Every year around this time, you can be sure of two types of stories: the first will be about how much productivity is lost
thanks to March Madness (NCAA basketball tournament, for those who don't know) and the second is about how the customary March Madness pools are probably illegal gambling. This year, it's been turned up a notch, thanks to reports like this one in PC World claiming that the FBI is looking into the brackets available on Facebook
thanks to a CBS Sportsline app. From reading the article, you'd think that the FBI is spending valuable resources trying to track down your office pool or the pool among your college buddies. Except... the article doesn't quote anyone at the FBI or even indicate that it tried to get the FBI to comment on the matter. It merely points to a Chicago Tribune article that says Facebook may face "scrutiny,"
but also provides no proof. That one at least has an FBI quote, but it's clearly in response to a question from the reporter over whether or not such pools violate the law -- not about whether the FBI is actually investigating Facebook.
The PC World report also points to a blog post saying that Facebook is coming under FBI scrutiny
, but again provides no proof, other than some unsourced conjecture about the FBI "loitering" around Facebook -- and another link.
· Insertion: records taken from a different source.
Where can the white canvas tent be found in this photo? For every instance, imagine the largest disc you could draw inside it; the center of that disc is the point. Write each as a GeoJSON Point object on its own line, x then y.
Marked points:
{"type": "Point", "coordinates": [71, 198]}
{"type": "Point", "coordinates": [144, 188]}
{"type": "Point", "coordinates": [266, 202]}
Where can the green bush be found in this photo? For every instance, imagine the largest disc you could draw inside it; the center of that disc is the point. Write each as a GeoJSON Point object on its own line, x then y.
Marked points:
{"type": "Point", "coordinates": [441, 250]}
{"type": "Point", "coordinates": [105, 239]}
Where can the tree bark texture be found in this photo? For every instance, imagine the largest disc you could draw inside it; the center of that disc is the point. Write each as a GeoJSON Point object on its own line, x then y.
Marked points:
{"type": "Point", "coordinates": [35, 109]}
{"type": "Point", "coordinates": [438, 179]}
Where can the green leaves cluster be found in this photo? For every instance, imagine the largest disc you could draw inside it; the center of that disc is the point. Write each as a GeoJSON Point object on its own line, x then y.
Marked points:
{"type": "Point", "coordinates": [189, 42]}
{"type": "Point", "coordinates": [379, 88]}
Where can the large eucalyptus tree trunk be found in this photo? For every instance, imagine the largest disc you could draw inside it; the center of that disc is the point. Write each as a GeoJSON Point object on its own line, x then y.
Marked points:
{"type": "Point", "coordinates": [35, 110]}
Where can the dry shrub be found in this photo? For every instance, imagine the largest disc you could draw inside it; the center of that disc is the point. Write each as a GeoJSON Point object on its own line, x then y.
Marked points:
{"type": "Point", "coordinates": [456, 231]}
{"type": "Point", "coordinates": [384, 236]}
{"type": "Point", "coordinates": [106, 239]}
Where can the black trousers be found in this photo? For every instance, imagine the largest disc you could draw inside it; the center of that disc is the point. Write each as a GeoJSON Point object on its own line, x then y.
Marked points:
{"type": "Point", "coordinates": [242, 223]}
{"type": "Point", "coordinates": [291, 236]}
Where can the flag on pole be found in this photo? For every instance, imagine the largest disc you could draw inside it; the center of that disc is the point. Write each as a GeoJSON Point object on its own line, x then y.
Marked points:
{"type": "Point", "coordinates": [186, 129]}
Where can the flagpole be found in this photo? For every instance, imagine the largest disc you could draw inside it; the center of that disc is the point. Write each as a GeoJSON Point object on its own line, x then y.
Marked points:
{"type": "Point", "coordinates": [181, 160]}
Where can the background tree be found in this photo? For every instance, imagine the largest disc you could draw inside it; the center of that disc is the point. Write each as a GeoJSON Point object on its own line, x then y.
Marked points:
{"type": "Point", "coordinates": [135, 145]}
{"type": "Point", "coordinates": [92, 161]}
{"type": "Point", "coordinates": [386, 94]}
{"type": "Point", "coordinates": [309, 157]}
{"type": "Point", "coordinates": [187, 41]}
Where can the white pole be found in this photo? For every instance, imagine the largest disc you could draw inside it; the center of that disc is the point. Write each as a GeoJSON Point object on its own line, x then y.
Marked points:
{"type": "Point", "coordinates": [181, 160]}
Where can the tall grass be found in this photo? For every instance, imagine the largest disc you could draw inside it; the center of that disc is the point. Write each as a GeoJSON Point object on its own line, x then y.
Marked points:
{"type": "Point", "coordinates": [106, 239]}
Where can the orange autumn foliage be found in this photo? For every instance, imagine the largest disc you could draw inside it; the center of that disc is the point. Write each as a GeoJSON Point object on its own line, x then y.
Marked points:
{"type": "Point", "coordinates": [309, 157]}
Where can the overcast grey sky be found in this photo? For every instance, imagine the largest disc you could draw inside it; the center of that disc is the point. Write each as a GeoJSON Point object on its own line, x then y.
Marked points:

This one goes to a report at a site called Online Casino Reports
, which also gets a quote from the FBI -- but again, it appears to be in response to a question about the legality of betting pools, but not claiming that there's any sort of ongoing investigation. While there's a chance it's happening, there seems to be a bunch of folks reporting on this with no actual evidence that the FBI is looking at this. The only quote from the FBI came from the Chicago Tribune and was clearly in response to a question about the legality of betting on March Madness, not about any investigation into Facebook. So, chances are, the FBI isn't going to burst in on Mark Zuckerberg for putting a couple bucks on North Carolina to win it all -- or on you for picking Cornell (go Big Red) to beat Stanford this Thursday in the opening round, but if you want to be safe, maybe don't bet any money on it in the first place.